Pacchetti con 9 fazzoletti e non più 10, lattine di bibite che da 33 ml passano a 25 ml, tubetti di dentifricio che scendono da 100 ml a 75, rotoli di carta igienica che da 250 ‘strappi’ si riducono a 230. E’ la tecnica utilizzata da diverse imprese produttrici per aumentare i prezzi, riducendo le quantità anziché intervenire sul listino. Un fenomeno analizzato nel dettaglio dall’Ons, l’istituto di statistica inglese, ma che anche il nostro Istat sta monitorando con crescente attenzione. “Il fenomeno -spiega all’Adnkronos Federico Polidoro, responsabile delle statistiche sui prezzi al consumo dell’Istat- sembra poter avere un impatto trascurabile sulla stima dell’inflazione generale ma rilevante per alcune classi di prodotti. E comunque l’Istat lo intercetta ed evita che influenzi la misura dell’inflazione”.
In Italia, secondo le rilevazioni Istat, la pratica di rimpicciolire le confezioni, senza ridurre i prezzi, viene applicata soprattutto su alcuni prodotti come: zuccheri, confetture, miele, cioccolato e dolciumi. Dal gennaio del 2012 ad agosto del 2017 i rilevatori comunali, oltre a registrare il prezzo di un determinato prodotto, come di consueto, hanno controllato anche la quantità venduta. Su un totale di 604.487 quotazioni rilevate 1.405 hanno registrato un cambio di quantità. Nell’83% degli oltre 700 casi nei quali il peso è diminuito, si è registrato un aumento del costo relativo, e solo nel 17% dei casi la riduzione della quantità offerta è stata accompagnata dalla riduzione del prezzo.
La percezione del consumatore è quella di prezzi stabili ma, nella realtà, se allo stesso prezzo viene offerto meno prodotto il suo costo è automaticamente salito. L’idea è così buona, ed è piaciuta così tanto, che è stata utilizzata in misura sempre maggiore, tanto da aver creato un vero e proprio fenomeno che ha preso il nome di shrikflation, ottenuto dall’unione di shrinkage (contrazione) e inflation (inflazione). Il fenomeno può essere paragonato a quanto tentato dalle compagnie telefoniche che hanno pensato di portare la tariffazione mensile a 4 settimane ottenendo così un anno di 13 mesi. Insomma un trucco, per nascondere ai consumatori che i prezzi stanno aumentando.

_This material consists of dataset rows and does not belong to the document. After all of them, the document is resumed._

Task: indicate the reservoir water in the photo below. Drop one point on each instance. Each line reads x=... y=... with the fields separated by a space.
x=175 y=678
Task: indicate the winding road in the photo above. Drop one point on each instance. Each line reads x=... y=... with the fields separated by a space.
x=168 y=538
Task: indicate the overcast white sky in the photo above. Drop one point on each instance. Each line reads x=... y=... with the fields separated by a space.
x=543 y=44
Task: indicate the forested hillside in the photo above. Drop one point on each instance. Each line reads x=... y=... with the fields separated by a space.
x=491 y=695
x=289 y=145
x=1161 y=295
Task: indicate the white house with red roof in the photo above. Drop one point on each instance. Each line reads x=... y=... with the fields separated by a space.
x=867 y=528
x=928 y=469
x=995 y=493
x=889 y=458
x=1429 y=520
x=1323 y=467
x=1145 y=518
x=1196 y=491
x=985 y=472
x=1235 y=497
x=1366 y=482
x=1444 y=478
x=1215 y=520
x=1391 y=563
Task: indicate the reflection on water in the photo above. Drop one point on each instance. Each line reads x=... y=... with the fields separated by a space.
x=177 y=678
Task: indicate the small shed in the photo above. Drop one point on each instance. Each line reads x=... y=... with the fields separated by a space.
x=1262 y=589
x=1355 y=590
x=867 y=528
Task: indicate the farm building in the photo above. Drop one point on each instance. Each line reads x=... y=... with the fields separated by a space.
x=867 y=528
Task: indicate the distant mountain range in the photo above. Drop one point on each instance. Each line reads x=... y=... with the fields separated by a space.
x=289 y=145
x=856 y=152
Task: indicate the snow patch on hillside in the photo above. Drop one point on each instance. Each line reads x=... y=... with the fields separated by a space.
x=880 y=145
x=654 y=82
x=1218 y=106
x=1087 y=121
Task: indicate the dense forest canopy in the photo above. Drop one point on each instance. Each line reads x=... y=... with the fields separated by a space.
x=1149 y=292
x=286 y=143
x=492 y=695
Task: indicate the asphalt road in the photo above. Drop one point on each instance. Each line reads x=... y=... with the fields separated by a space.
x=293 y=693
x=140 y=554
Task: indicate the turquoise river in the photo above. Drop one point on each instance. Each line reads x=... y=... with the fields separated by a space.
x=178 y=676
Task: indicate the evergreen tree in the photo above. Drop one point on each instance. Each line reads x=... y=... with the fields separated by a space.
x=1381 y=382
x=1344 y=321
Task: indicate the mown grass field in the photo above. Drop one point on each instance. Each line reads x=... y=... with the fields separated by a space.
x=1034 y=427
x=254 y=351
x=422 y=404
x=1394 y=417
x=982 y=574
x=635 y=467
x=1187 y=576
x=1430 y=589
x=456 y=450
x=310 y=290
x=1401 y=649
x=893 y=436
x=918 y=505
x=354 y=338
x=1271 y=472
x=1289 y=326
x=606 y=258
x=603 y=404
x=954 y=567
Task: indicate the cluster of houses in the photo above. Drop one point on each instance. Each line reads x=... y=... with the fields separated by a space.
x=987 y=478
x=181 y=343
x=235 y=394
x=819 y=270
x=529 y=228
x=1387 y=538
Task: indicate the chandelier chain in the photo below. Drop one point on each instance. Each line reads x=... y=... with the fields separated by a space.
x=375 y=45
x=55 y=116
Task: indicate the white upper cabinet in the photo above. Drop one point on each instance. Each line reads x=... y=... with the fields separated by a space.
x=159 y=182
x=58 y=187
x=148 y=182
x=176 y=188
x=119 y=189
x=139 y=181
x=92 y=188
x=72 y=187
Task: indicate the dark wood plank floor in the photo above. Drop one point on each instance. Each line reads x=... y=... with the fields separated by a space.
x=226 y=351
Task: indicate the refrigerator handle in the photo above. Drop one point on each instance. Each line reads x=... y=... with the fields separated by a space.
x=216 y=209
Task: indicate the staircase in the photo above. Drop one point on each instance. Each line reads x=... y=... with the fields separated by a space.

E’ evidente che se in un pacchetto ci sono 9 fazzoletti, e non più 10, e se la confezione contiene 10 pacchetti con 9 fazzoletti, allora nella confezione ci sono 10 fazzoletti in meno, quindi il consumatore spende la stessa cifra per avere meno prodotto, e intanto l’azienda ha risparmiato un pacchetto di fazzoletti. Stessa cosa vale per la carta igienica: togli 20 strappi a un rotolo, moltiplica per 20 rotoli ed ecco che il consumatore allo stesso prezzo ha comprato un rotolo di carta igienica in meno. Insomma, spiega Polidoro, “seppur limitatamente ad alcune classi di prodotti, la pratica di ridurre il confezionamento dei prodotti venduti al dettaglio senza una proporzionale riduzione del prezzo da parte delle imprese produttrici o distributrici, può produrre effetti di sottostima dell’inflazione, che l’Istat scongiura grazie a un monitoraggio attento del fenomeno, la cui entità appare comunque limitata e la cui quantificazione esatta sarà oggetto delle future analisi”.